Continua il dibattito sulla messa al bando dei sacchetti in plastica che dovrebbe entrare in vigore il 1° gennaio 2011.
In un comunicato stampa di alcuni giorni fa Unionplast - l'associazione dei produttori di manufatti in plastica parte di Federazione Gomma Plastica - riteneva che tale messa al bando contiene insidie nascoste con danni per l'industria e problemi per il consumatore, dovuti al mancato avvio di un vero piano di ricerca, previsto dalla stessa normativa, per adeguare il mercato al radicale cambiamento imposto dalla Legge Finanziaria 2007.
L'associazione ha articolato la propria posizione sulla questione riferendo di una lettera inviata ai parlamentari italiani per fare il punto sul divieto di commercializzazione degli shopper.
A sostegno della sua posizione, Unionplast ritiene che l'applicazione della norma in questione andrebbe a minacciare le condizioni competitive complessive di un rilevante numero di imprese. Le attuali tecnologie sarebbero inadeguate per l'utilizzo delle bioresine e i costi stimati di riconversione degli impianti ammonterebbero mediamente a 30.000-50.000 euro per ogni linea di produzione, mentre i costi di acquisto del biopolimero sono stimati in un rapporto di 3 a 1 rispetto alle resine derivate dal petrolio. Inoltre, viene ricordato che gli shopper in plastica sono oggi ampiamente utilizzati dal consumatore e, secondo i dati del 2009, a fronte di un immesso al consumo di 200.000 ton circa 65.000 sono riciclate.
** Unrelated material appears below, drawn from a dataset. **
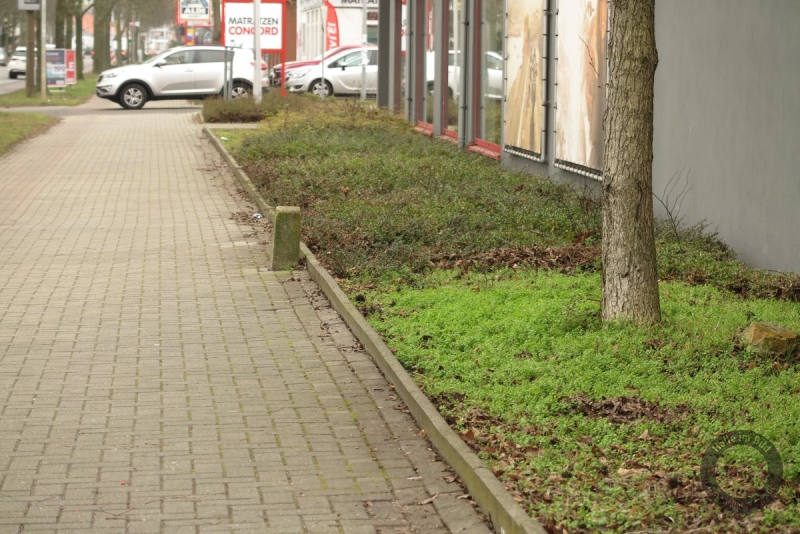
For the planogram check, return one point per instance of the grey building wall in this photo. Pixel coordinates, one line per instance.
(727, 116)
(727, 109)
La risposta di Legambiente, che ribadisce il proprio fermo no alla proroga della messa al bando dei sacchetti in plastica, non si è fatta attendere. Secondo l'associazione ambientalista gli allarmi degli industriali degli ultimi giorni  sarebbero inutili e le argomentazioni in gran parte false a fronte di dati che apparirebbero in alcuni casi volutamente lacunosi.
In primo luogo non sarebbe vero che la produzione di bioplastica sottrae risorse al mercato alimentare né che manchino valide alternative ai sacchetti in plastica. Legambiente ritiene che la legge in discussione non sarebbe dannosa per l'economia e le esportazioni nazionali; anzi, al contrario, anticiperebbe quello che presto potrebbe accadere in altre parti del mondo, rafforzando la spinta all'innovazione di aziende e produzioni nostrane, preparandole a esportare nuovi prodotti, brevetti ed esperienze.
In sintesi: continua il confronto tra i sostenitori della realtà reale e quelli che intravedono visioni lontane…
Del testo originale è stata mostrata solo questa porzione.